Detect, Prevent, Repeat: Routine Inspections to Keep Corrosion and Sediment at Bay

Storage tanks and pumps need to be inspected often to stay healthy and work well for a long time. Routine inspections help in quickly finding and fixing problems like corrosion and sediment buildup. By doing so, damage can be prevented, and processes can run smoothly.

In this article, we’ll talk about the three most essential things to do to keep corrosion and sediment under control: detect, prevent, and repeat. Other routine checks are also very important for keeping storage tanks and pumps in good working condition.

A. The Detect Procedure

Regular inspections are the first stage in maintaining storage tanks for water and pumps to detect early signs of corrosion and sediment accumulation. By identifying these problems early on, preventive measures can be taken to avert further harm. The “detect” procedure consists of the following essential components:

1. Visual Examinations

Routinely inspect the exterior, joints, connections, and pump components of the storage tank for visible signs of corrosion, such as rust patches, pitting, or discoloration. Visual inspections aid in determining which areas require further investigation or immediate maintenance.

2. Nondestructive Examination (NDT)

Utilize non-destructive testing techniques, such as ultrasonic testing or radiography, to measure the thickness of tank walls and detect corrosion that is concealed from view. This allows for a thorough evaluation of the tank’s structural integrity and facilitates proactive measures.

B. The Prevent  Procedure

Prevention is essential for mitigating the dangers posed by corrosion and sediment accumulation. Implementing preventive procedures reduces the likelihood of significant damage and expensive restorations. The “prevent” procedure consists of the following preventative measures:

1. Cathodic Security

Install cathodic protection systems, such as sacrificial anodes or impressed current systems, to neutralize corrosion-causing electrochemical reactions. Cathodic protection preserves the structural integrity of storage containers and prevents corrosion from occurring or advancing.

2. Coating and Linings

Apply the appropriate coatings and linings to the storage tank and pump interiors. These protective layers serve as a barrier between the stored substances and the tank, minimizing corrosion and sediment adhesion.

2. Fluid Evaluation

Examine the chemical composition, pH levels, and other pertinent parameters of the stored substances regularly. Fluid analysis aids in the identification of any factors that contribute to corrosion or sediment formation, allowing proactive measures to be taken to mitigate these risks.

C. The Repeat Procedure

Regular inspections should be repeated at regular intervals to ensure the continued health and performance of storage containers and pumps. The “repeat” procedure includes consistent monitoring and periodic evaluations. The subsequent repeated examinations are required:

1. Periodic Evaluation of Structural Integrity

Conduct routine inspections of the structural integrity of the tank’s walls, supports, and foundation.

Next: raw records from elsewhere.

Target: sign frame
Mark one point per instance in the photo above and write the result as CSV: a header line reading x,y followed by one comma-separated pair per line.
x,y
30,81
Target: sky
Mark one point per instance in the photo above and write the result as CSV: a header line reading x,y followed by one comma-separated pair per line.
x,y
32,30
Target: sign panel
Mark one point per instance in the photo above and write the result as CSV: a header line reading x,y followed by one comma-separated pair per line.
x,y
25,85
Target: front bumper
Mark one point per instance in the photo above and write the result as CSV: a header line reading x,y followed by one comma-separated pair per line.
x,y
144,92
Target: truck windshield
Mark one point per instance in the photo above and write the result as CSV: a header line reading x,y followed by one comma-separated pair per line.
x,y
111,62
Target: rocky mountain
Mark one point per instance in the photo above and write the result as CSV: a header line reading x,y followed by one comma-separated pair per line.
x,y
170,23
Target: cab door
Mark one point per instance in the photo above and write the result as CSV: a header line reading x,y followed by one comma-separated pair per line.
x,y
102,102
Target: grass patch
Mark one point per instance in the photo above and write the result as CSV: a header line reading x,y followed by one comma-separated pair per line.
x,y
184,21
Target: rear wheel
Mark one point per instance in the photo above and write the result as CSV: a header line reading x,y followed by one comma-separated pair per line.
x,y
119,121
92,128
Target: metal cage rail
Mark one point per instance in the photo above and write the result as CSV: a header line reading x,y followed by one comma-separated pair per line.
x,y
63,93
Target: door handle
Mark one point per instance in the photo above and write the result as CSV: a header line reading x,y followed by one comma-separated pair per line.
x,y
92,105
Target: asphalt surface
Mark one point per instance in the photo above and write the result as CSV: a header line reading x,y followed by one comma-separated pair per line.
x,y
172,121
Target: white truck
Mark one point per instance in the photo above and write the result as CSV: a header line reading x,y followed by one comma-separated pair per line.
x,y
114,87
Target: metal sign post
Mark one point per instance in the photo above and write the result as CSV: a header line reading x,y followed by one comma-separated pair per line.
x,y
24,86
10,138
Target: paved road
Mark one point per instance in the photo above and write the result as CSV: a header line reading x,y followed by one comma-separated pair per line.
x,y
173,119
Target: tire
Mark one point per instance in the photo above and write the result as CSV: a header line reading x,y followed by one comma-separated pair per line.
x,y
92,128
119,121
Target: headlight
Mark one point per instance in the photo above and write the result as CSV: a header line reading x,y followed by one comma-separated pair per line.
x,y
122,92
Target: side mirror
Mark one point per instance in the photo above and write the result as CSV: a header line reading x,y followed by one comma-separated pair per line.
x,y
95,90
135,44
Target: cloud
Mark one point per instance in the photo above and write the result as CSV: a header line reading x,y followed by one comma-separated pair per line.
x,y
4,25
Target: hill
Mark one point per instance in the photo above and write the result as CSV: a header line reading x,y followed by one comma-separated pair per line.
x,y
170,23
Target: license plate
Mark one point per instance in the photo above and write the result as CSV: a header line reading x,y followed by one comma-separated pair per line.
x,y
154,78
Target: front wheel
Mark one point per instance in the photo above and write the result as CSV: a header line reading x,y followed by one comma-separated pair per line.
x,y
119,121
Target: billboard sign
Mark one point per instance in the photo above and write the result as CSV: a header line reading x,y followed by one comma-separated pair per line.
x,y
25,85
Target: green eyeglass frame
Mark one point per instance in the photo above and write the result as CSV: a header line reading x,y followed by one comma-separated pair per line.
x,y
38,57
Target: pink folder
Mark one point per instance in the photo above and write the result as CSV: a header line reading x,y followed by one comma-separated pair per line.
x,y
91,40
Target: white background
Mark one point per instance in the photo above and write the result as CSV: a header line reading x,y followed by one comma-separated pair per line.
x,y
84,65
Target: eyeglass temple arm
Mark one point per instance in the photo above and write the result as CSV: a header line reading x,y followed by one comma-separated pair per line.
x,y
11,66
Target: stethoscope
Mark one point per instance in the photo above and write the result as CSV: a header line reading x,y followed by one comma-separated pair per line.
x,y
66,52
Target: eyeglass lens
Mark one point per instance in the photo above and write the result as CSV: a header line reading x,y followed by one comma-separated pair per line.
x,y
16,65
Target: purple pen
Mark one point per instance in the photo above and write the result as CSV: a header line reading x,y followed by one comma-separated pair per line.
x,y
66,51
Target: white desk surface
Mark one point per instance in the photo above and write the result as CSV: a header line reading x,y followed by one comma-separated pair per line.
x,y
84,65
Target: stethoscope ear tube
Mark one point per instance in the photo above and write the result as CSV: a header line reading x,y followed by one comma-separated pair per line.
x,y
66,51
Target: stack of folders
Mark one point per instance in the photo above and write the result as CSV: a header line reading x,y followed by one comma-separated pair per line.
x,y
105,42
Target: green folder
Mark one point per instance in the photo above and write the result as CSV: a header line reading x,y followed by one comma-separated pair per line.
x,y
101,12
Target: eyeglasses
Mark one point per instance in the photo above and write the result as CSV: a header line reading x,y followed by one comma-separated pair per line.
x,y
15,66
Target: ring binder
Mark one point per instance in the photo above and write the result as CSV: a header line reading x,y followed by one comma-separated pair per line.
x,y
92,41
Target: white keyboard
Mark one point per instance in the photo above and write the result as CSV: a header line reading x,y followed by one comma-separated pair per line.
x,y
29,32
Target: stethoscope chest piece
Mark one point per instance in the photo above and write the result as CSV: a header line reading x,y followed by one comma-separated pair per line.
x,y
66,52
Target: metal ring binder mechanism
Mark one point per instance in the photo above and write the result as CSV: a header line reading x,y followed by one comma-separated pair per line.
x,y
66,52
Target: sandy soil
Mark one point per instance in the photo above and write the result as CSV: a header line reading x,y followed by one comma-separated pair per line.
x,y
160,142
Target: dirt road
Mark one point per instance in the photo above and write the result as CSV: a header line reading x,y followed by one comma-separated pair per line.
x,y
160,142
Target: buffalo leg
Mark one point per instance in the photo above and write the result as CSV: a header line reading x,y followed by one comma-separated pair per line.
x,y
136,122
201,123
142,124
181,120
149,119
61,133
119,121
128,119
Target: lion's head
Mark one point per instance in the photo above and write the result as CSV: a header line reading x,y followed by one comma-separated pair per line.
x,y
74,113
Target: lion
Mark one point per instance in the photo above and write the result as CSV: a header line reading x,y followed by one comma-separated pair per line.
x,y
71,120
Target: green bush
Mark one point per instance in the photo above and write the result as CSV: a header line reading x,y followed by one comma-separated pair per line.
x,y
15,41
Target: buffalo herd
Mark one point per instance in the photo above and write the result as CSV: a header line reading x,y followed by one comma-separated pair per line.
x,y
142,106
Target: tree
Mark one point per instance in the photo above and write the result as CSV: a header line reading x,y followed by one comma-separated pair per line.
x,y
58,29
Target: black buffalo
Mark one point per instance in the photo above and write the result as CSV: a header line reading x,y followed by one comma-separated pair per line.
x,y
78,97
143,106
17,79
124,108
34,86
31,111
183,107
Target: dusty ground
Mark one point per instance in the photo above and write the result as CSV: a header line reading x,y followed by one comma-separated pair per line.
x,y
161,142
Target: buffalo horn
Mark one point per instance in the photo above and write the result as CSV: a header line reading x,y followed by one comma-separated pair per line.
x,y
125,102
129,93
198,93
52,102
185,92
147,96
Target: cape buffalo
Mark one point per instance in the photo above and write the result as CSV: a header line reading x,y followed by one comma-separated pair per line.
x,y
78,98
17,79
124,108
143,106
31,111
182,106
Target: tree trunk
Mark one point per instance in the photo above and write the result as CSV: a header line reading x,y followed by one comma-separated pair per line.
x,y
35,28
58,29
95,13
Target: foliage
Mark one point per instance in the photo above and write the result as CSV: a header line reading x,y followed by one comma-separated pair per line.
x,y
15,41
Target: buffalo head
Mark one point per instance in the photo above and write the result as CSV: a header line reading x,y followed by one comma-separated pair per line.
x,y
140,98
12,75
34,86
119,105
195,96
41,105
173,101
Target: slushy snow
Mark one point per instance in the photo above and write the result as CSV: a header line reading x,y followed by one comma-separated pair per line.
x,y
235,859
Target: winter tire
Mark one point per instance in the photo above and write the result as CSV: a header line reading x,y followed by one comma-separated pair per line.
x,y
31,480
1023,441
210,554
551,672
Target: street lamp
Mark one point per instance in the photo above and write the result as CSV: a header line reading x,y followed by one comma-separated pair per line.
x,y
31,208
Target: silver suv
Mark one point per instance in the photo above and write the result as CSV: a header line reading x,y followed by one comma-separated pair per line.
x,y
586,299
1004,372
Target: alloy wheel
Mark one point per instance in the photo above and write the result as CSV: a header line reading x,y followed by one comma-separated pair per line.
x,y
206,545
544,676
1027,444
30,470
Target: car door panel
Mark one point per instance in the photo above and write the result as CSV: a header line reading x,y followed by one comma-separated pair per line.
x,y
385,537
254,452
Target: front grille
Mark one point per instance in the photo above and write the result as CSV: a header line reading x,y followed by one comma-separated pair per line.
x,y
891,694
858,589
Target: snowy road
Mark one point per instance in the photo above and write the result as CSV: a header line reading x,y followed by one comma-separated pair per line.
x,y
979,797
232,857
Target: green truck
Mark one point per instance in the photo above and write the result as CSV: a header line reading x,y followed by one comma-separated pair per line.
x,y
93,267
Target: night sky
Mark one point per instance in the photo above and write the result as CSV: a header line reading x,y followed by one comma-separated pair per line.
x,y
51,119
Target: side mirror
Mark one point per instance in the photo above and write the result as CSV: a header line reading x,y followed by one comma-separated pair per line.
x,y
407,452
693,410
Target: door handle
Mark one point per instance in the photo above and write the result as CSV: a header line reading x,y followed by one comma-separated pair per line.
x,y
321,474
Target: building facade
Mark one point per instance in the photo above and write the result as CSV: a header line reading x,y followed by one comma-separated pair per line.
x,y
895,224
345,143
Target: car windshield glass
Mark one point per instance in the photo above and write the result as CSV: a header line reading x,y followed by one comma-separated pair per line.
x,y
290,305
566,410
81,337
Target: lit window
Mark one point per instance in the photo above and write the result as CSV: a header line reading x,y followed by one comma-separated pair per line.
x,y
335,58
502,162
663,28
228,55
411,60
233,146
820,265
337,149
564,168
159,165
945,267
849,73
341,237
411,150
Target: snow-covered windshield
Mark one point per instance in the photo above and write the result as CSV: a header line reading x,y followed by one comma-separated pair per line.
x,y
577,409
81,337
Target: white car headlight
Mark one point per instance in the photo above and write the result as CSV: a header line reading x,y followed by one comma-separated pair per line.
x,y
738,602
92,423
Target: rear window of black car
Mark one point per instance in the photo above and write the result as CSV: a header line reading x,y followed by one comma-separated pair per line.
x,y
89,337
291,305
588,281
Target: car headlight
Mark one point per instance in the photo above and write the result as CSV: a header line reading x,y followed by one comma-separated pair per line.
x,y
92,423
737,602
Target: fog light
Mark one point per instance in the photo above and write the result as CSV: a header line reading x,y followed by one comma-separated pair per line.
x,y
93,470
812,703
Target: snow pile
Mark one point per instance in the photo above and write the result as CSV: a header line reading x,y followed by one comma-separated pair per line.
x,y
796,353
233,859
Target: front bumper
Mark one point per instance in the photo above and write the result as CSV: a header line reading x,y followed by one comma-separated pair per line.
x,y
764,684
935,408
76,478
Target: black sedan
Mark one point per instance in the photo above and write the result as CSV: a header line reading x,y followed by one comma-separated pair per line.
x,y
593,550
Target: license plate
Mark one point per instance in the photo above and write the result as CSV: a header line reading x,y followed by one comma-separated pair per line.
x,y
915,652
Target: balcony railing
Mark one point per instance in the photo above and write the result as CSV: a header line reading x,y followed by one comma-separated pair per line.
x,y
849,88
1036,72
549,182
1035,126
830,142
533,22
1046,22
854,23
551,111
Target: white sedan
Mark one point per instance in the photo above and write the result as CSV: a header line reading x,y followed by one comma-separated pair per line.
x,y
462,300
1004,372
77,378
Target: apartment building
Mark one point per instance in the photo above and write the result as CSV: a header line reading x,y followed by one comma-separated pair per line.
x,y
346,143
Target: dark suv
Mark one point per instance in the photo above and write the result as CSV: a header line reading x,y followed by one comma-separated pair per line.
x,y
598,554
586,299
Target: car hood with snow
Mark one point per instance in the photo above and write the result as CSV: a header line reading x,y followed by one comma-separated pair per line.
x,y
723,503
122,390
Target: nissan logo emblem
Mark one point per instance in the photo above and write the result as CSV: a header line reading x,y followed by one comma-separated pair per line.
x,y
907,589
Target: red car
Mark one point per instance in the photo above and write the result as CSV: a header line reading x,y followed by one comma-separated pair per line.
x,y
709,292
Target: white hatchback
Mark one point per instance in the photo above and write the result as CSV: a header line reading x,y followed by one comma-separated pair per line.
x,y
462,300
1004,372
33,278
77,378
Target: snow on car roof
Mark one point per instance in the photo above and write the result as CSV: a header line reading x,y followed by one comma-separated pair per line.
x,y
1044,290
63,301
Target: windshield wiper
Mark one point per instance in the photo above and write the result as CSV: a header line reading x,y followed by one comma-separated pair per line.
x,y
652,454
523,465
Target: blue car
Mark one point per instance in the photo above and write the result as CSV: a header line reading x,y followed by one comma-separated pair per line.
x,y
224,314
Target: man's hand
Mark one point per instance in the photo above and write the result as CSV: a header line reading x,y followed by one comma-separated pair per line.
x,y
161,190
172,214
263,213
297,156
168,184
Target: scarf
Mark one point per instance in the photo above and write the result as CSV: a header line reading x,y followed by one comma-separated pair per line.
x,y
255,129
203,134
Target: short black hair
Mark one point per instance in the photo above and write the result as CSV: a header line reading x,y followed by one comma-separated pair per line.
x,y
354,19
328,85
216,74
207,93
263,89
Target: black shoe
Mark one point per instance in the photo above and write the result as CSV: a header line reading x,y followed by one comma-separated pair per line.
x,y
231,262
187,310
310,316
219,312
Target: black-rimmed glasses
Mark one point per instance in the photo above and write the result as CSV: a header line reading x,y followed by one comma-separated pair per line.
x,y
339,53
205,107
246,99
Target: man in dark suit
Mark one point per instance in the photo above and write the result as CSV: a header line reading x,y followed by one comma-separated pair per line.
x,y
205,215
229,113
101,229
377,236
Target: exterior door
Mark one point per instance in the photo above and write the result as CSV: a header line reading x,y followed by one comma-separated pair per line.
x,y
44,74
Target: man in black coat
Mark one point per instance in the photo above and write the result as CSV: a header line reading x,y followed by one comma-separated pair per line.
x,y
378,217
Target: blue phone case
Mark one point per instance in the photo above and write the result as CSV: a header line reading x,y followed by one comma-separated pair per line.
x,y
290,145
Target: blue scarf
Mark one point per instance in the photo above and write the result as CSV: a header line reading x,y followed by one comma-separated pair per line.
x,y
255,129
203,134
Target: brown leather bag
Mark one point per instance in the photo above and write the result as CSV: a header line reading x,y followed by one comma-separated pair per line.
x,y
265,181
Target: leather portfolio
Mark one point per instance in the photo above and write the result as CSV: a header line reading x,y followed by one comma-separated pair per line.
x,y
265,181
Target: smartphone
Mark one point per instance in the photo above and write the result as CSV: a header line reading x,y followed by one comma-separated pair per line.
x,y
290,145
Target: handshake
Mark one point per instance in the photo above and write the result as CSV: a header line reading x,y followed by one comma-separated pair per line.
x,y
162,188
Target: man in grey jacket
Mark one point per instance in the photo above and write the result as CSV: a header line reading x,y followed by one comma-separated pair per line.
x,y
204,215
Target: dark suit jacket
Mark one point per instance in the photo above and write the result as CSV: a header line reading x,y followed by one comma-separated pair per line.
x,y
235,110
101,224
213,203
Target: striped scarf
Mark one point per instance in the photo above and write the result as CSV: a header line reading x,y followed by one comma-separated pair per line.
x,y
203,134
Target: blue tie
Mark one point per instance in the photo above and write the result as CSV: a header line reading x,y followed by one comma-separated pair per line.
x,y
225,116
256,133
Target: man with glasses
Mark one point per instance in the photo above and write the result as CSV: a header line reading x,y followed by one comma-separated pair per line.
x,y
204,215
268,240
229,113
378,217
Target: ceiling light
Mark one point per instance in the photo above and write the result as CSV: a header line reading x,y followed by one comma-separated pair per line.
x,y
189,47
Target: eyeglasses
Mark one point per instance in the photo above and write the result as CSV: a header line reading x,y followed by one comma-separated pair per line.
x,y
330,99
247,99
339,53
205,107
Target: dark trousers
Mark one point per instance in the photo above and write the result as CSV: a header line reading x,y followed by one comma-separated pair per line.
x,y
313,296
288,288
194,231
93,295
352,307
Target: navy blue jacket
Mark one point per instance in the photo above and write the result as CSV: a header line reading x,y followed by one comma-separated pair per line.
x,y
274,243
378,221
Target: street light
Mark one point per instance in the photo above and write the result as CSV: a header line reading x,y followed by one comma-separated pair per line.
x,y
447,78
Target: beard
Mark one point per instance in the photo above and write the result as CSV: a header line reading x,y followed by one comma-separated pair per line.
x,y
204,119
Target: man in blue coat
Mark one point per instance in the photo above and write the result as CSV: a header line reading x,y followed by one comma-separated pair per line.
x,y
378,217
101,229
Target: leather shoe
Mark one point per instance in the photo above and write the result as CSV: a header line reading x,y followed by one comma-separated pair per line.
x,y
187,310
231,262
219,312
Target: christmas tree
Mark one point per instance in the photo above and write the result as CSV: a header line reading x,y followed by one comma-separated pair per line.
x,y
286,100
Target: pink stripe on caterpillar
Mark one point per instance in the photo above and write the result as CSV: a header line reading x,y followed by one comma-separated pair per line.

This evaluation should also evaluate the structural integrity of the pump’s components. By identifying any symptoms of deterioration or weakness, prompt repairs or replacements can be performed to prevent significant damage.

2. A Sampling of Sediment and Analysis

Periodically collect and analyze sediment samples from the tank. This helps determine the composition and potential dangers of the substance. By monitoring changes in sediment characteristics, maintenance decisions, such as frequency of cleansing or removal, can be made and implemented.

3. Examining for Leaks

Conduct leak detection tests to locate probable entry locations for water or other fluids. Pipes, valves, and joints should all be checked for tightness and a good seal. The sooner leaks are found and fixed, the less chance there is of future deterioration or damage.

4. Evaluation of Pump Efficiency

Check the energy usage, pressure, and flow rates of the pumps regularly to evaluate their efficiency. Pump inefficiency or potential mechanical faults are only two examples of the kind of problems that might be revealed by a departure from typical operating conditions. Pumps can be damaged from either overuse or insufficient flow, so keeping an eye on how they’re doing is essential.

5. Protective Coating Examining

Inspect the condition of protective coatings and linings applied to the surfaces of storage containers and pumps periodically. Examine the surface for signs of flaking, cracking, or degradation. To maintain the protective barrier against corrosion and reduce the likelihood of sediment adhesion, coatings that have been damaged should be rectified or replaced immediately.

Storage Inspections At Par To Standards! 

At Storage Tank Inspections, we conduct exhaustive inspections of all aspects of storage systems, like storage tanks for chemicals, including corrosion, sediment, structural integrity, and safety measures, utilizing our knowledge and attention to detail. Our team of seasoned professionals adheres to stringent standards to guarantee that your storage facilities are in pristine condition, risk-free, and operating at maximum efficiency.